Omicron SARS-CoV-2 infection management and outcomes in patients with hematologic disease and recipients of cell therapy

Front Oncol. 2024 Jun 19:14:1389345. doi: 10.3389/fonc.2024.1389345. eCollection 2024.

Abstract

Introduction: Scarce real-life data exists for COVID-19 management in hematologic disease (HD) patients in the Omicron era.

Purpose: To assess the current clinical management and outcome of SARS-CoV-2 infection diagnosed, identify the risk factors for severe outcomes according to the HD characteristics and cell therapy procedures in a real-world setting.

Methods: A retrospective observational registry led by the Spanish Transplant Group (GETH-TC) with 692 consecutive patients with HD from December 2021 to May 2023 was analyzed.

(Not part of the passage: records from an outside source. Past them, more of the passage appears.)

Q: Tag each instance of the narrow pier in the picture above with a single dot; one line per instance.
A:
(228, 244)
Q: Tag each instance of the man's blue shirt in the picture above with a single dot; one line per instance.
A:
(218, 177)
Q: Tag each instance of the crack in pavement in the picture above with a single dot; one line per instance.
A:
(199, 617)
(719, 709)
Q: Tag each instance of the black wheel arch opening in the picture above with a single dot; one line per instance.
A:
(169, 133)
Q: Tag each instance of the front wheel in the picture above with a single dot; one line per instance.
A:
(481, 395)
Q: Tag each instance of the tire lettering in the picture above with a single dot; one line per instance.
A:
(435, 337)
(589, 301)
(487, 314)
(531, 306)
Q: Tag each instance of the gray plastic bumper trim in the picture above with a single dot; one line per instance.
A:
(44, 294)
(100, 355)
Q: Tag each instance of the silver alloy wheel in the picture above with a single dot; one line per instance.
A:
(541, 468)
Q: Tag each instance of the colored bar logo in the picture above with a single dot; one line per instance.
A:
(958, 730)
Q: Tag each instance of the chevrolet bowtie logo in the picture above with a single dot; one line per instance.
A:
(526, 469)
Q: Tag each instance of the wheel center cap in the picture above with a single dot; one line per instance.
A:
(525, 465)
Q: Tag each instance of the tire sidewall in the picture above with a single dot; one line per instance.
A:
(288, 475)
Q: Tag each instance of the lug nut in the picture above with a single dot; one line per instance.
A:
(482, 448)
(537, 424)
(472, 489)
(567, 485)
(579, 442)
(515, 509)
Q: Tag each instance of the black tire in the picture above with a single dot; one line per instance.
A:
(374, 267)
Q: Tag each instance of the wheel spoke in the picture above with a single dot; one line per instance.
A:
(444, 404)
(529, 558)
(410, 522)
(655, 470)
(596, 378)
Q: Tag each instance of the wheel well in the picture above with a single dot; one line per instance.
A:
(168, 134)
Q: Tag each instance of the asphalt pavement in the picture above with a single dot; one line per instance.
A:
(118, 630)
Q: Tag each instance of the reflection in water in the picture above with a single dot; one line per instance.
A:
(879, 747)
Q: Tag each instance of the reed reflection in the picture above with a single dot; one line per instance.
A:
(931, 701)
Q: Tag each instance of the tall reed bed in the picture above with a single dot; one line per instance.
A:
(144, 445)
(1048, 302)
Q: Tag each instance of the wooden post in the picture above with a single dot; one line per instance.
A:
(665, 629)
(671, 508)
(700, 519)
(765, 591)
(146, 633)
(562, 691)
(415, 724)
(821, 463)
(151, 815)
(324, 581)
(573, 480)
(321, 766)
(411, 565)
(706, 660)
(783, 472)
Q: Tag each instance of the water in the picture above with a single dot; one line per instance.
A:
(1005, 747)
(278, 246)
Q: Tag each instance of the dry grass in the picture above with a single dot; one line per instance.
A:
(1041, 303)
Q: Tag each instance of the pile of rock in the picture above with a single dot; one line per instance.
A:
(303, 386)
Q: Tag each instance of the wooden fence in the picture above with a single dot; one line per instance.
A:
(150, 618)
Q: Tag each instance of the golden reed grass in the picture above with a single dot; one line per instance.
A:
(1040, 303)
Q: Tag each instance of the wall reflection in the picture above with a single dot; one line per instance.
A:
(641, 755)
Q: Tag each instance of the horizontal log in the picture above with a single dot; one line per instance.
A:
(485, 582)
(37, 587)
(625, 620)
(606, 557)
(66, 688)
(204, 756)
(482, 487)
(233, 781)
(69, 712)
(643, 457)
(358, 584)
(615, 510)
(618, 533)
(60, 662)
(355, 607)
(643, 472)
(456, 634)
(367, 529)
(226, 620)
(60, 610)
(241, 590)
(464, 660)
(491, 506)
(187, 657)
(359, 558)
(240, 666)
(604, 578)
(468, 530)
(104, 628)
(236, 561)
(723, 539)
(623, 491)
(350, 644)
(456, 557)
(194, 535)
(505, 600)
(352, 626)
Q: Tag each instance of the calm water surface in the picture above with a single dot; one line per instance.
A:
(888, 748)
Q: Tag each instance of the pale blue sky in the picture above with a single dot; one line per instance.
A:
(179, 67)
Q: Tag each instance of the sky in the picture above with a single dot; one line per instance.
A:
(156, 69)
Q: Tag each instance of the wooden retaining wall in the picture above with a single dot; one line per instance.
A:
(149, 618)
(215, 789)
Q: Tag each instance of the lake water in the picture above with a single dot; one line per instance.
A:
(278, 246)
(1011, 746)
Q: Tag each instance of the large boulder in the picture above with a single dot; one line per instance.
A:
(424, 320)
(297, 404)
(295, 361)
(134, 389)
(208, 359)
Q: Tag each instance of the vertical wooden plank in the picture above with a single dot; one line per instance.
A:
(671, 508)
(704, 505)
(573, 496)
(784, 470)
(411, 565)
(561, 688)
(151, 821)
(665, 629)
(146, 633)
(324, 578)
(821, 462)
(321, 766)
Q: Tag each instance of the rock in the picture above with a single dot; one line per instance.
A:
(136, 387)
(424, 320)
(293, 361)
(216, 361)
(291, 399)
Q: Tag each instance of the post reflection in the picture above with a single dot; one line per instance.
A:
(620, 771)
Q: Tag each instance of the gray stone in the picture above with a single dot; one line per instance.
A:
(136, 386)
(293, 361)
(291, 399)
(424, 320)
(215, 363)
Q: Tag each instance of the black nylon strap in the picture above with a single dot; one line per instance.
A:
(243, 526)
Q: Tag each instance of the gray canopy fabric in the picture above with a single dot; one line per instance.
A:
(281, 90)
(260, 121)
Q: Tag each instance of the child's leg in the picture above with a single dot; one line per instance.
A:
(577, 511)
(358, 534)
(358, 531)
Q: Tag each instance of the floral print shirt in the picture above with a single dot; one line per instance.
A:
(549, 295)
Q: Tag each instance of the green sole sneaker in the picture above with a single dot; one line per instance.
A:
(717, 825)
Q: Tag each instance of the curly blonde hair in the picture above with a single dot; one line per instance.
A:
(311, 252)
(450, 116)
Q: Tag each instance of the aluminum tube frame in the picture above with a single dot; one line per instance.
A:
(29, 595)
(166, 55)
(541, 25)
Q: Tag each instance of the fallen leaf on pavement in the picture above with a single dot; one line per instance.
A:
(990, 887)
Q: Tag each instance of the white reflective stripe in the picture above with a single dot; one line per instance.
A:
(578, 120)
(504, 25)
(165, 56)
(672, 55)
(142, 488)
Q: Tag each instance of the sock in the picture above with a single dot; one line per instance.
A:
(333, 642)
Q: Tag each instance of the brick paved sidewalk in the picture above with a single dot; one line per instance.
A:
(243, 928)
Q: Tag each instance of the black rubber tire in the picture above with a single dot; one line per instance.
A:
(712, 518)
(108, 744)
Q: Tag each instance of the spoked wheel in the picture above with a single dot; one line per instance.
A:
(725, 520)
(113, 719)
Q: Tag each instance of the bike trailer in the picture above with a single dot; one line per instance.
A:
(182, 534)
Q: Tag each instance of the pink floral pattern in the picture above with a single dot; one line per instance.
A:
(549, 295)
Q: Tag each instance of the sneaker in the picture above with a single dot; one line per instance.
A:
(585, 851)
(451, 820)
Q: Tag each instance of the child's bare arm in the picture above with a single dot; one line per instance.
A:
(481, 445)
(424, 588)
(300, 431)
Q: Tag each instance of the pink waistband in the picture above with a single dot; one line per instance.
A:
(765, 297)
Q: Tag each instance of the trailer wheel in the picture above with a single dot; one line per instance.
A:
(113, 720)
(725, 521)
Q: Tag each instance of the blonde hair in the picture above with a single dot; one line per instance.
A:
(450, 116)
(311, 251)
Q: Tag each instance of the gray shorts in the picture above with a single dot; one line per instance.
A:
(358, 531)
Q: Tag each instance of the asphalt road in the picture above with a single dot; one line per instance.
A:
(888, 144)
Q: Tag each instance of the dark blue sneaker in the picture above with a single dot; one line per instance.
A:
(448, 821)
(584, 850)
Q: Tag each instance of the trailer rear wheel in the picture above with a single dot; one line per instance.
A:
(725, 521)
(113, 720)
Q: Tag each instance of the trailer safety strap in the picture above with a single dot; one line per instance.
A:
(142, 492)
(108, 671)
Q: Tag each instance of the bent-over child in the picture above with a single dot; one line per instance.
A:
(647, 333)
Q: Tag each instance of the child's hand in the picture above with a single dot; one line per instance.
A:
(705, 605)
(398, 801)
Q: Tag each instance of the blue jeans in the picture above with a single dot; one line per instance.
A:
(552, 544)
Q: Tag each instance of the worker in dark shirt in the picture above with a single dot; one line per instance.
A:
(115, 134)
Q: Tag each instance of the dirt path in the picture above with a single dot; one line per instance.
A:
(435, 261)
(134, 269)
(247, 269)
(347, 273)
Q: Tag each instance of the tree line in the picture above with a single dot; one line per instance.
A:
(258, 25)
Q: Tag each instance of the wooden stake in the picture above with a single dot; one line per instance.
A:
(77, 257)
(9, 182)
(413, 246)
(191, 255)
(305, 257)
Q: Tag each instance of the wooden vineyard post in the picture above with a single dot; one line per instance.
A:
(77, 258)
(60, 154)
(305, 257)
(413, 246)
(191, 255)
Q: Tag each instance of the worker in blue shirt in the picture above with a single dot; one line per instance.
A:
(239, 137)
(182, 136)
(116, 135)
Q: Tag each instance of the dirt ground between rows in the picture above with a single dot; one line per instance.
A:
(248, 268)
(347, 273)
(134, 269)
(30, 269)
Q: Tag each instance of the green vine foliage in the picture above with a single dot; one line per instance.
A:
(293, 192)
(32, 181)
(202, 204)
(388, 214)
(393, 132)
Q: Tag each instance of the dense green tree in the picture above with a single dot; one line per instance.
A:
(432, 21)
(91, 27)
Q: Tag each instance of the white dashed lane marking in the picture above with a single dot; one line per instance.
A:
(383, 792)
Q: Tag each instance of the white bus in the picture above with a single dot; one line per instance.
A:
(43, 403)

Results: Nearly one-third of patients (31%) remained untreated and presented low COVID-19-related mortality (0.9%). Nirmatrelvir/ritonavir was used mainly in mild COVID-19 cases in the outpatient setting (32%) with a low mortality (1%), while treatment with remdesivir was preferentially administered in moderate-to-severe SARS-CoV-2 infection cases during hospitalization (35%) with a mortality rate of 8.6%. The hospital admission rate was 23%, while 18% developed pneumonia. COVID-19-related mortality in admitted patients was 14%. Older age, autologous hematopoietic stem cell transplantation (SCT), chimeric antigen receptor T-cell therapy, corticosteroids and incomplete vaccination were factors independently associated with COVID-19 severity and significantly related with higher rates of hospital admission and pneumonia. Incomplete vaccination status, treatment with prior anti-CD20 monoclonal antibodies, and comorbid cardiomyopathy were identified as independent risk factors for COVID-19 mortality.

Conclusions: The results support that, albeit to a lower extent, COVID-19 in the Omicron era remains a significant problem in HD patients. Complete vaccination (3 doses) should be prioritized in these immunocompromised patients. The identified risk factors may help to improve COVID-19 management to decrease the rate of severe disease, ICU admissions and mortality.

Keywords: COVID - 19; SARS-CoV-2; hematologic disease; immunocompromised; risk factors.

Grants and funding

The author(s) declare financial support was received for the publication of this article. AstraZeneca Farmacéutica Spain S.A funded the medical writing services and article processing charges related to this publication. The funder was not involved in the study design, collection, analysis, interpretation of data, the writing of this article, or the decision to submit it for publication.